Gericht: Landesarbeitsgericht Schleswig-Holstein
Beschluss verkündet am 06.05.2009
Aktenzeichen: 5 Ta 91/09
Rechtsgebiete: ZPO, BGB


Vorschriften:

ZPO § 148
BGB § 615
Die Aussetzung eines Rechtsstreits über Annahmeverzugslohn gemäß § 148 ZPO kommt erst dann in Betracht, wenn die Vorgreiflichkeit des Kündigungsschutzverfahrens durch das Gericht positiv festgestellt werden kann (LAG Thüringen Beschl. v. 27.06.2001 - 6/9 160/00). In Anbetracht des in arbeitsgerichtlichen Verfahren ganz allgemein (§ 9 Abs. 1 ArbGG) und nicht nur bei Bestandsstreitigkeiten (§ 61 a Abs. 1 ArbGG) geltenden Beschleunigungsgrundsatzes hat das Arbeitsgericht den anhängigen Vergütungsprozess zumindest soweit voranzutreiben, dass die konkrete Entscheidung letztlich nur noch von der im Vorprozess zu klärenden Rechtsfrage (hier: Bestand des Arbeitsverhältnisses) abhängig ist.
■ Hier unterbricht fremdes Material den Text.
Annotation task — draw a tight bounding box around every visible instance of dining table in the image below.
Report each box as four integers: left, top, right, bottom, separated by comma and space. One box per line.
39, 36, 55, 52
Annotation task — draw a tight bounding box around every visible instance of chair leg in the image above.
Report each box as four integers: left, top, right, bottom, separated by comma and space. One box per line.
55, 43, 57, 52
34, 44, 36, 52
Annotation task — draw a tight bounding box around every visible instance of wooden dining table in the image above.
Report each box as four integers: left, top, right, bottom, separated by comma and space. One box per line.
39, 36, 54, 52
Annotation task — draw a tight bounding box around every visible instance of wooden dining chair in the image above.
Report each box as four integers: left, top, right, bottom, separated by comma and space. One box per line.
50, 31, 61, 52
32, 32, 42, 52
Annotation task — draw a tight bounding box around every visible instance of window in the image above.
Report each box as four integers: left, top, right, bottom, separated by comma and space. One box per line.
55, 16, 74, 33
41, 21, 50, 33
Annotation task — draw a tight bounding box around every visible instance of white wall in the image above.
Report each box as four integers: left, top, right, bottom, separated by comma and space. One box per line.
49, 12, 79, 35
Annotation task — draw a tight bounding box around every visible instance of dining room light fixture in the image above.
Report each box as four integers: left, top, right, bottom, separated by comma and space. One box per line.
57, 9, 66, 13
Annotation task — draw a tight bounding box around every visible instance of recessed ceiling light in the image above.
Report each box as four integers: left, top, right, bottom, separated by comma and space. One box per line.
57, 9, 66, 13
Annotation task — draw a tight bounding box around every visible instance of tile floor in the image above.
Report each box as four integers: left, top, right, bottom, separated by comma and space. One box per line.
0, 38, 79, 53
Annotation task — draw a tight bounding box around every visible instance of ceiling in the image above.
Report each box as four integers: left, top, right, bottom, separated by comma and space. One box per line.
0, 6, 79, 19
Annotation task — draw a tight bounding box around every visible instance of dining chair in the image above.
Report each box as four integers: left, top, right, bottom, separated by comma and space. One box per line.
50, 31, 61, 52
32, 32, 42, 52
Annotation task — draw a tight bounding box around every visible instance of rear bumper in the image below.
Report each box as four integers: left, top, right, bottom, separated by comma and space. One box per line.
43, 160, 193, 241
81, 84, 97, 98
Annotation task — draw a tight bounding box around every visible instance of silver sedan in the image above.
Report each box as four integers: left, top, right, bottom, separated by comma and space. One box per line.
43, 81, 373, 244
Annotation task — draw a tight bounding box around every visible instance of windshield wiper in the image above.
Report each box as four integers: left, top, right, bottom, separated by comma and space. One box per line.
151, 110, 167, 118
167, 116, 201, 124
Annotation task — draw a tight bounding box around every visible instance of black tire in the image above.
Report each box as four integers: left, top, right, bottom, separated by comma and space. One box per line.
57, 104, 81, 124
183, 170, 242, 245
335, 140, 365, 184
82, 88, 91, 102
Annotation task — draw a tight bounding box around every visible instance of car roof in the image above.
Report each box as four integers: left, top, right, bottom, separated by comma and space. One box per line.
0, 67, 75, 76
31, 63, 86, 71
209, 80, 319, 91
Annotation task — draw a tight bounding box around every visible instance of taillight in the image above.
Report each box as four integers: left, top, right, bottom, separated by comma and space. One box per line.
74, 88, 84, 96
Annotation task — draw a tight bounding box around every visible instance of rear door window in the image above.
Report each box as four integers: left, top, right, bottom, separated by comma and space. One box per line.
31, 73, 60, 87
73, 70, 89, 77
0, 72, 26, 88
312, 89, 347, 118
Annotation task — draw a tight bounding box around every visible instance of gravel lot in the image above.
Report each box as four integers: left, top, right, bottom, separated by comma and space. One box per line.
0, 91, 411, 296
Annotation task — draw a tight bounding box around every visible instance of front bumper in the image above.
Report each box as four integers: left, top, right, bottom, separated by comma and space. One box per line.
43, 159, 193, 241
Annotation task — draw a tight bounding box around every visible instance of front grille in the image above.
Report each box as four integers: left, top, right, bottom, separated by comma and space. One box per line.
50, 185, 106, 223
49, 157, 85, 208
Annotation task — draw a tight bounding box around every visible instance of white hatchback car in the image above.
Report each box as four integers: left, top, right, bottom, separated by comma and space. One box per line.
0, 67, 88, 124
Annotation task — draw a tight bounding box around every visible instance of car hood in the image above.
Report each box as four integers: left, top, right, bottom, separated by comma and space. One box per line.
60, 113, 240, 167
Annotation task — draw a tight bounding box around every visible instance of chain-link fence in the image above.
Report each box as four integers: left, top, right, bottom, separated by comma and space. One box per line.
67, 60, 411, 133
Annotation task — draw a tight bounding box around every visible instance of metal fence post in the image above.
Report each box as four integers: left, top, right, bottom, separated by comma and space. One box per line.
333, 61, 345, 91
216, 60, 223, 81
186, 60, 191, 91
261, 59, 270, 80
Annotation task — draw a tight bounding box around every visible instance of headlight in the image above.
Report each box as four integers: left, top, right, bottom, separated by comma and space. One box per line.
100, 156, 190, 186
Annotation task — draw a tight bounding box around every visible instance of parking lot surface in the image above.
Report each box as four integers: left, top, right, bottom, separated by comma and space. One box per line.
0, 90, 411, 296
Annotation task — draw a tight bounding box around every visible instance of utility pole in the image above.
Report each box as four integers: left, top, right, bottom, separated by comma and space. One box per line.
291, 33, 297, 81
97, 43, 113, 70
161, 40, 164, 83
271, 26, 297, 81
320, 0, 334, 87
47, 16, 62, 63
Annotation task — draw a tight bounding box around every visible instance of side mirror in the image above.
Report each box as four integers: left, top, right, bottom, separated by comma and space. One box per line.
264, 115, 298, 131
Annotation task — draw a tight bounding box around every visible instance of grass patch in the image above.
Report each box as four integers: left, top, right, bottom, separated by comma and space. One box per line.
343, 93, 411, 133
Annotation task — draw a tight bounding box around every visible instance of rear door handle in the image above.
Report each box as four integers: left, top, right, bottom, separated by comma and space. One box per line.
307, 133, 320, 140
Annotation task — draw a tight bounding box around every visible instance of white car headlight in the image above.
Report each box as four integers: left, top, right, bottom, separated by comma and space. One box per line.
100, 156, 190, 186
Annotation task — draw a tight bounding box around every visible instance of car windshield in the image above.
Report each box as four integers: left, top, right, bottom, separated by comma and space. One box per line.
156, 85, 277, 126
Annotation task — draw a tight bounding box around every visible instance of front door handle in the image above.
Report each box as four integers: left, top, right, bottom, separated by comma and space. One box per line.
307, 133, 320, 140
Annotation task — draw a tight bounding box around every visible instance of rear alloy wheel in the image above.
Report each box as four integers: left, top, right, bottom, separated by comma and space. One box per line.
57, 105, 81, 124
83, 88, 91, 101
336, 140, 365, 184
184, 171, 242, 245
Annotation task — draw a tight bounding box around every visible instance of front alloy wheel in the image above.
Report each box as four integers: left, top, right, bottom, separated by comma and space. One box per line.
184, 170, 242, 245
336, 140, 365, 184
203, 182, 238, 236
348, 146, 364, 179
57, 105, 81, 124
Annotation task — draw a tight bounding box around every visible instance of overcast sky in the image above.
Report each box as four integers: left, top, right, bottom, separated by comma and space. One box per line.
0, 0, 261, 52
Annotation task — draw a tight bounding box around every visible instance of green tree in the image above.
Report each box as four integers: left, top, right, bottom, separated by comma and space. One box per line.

Erst dann setzt die Ermessensentscheidung über die Aussetzung des Verfahrens ein.
Landesarbeitsgericht Schleswig-Holstein Beschluss

Aktenzeichen: 5 Ta 91/09

06.05.2009

In dem Rechtsstreit

hat die 5. Kammer des Landesarbeitsgerichts Schleswig-Holstein am 06.05.2009 durch die Vorsitzende Richterin am Landesarbeitsgericht ... als Vorsitzende

beschlossen:

Tenor:

Auf die Beschwerde des Klägers wird der Beschluss des Arbeitsgerichts Lübeck vom 26.03.2009, Az.: 5 Ca 315/09, aufgehoben.

Gründe:

I.

Die Parteien streiten im Hauptsacheverfahren im Wesentlichen über Verzugslohnansprüche, nachdem das Arbeitsgericht der Kündigungsschutzklage des Klägers mit Urteil vom 22.01.2009 (1 Ca 2736/08) stattgegeben hatte. Das Kündigungsschutzverfahren ist zurzeit in zweiter Instanz anhängig (5 Sa 65/09).

Das Arbeitsgericht hat die Parteien in der Güteverhandlung unter Fristsetzung aufgefordert, zur beabsichtigten Aussetzung des Verfahrens nach § 148 ZPO Stellung zu nehmen.

Der Kläger hat der angekündigten Aussetzung widersprochen und sich auf den arbeitsgerichtlichen Beschleunigungsgrundsatz berufen. Im Zuge der Interessenabwägung sei zu berücksichtigen, dass sich die Beklagte unstreitig in einer schwierigen wirtschaftlichen Situation befinde, zudem verfüge er über keine Ersparnisse und müsse den Lebensunterhalt für seine vierköpfige Familie bestreiten.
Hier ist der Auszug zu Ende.